Clock ticking for economy as government formation talks drag on

In 2014 Morgan Kelly predicted where fresh trouble would come from: SMEs

Posturing since the last election passed the 100-day mark last Monday. Photograph: Ben Stansall/AFP via Getty

Just months after the Republic crawled in late 2013 out of an international bailout programme precipitated by the property crash, one of voices that called the bubble, Morgan Kelly, pointed to where he expected a fresh swell of trouble would come from: SMEs.

Nama had, by then, taken most of the toxic commercial property loans out of the banks, and lenders were a year into meeting quarterly Central Bank targets to restructure unsustainable mortgages.

But with swathes of Irish small- to medium-sized enterprises (SMEs) saddled at the time with large property debts run up by their owners, Kelly predicted many would face sudden liquidation as banking regulators pushed for a clean-out, unleashing untold damage on employment and the economy.

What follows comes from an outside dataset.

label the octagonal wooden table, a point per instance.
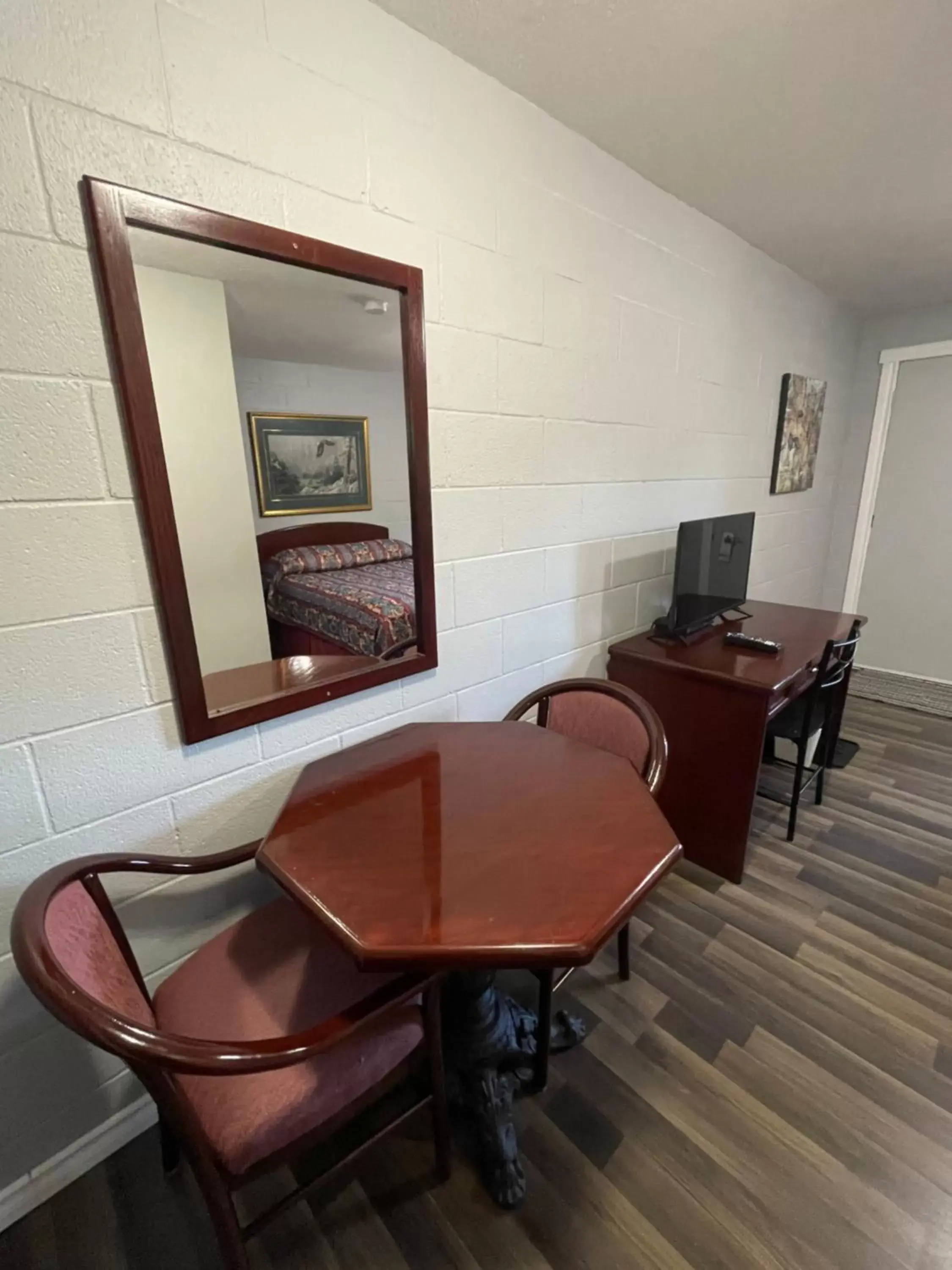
(470, 848)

Happily, that wave never came. While the job of resolving the mortgage arrears crisis has been torturous, drawn-out and still not complete, most SMEs with exorbitant property loans – but viable underlying business – were able to restructure their borrowings quietly. Of course, this was not without pain, and usually involved the sale of property and other assets in exchange for some debt write-offs.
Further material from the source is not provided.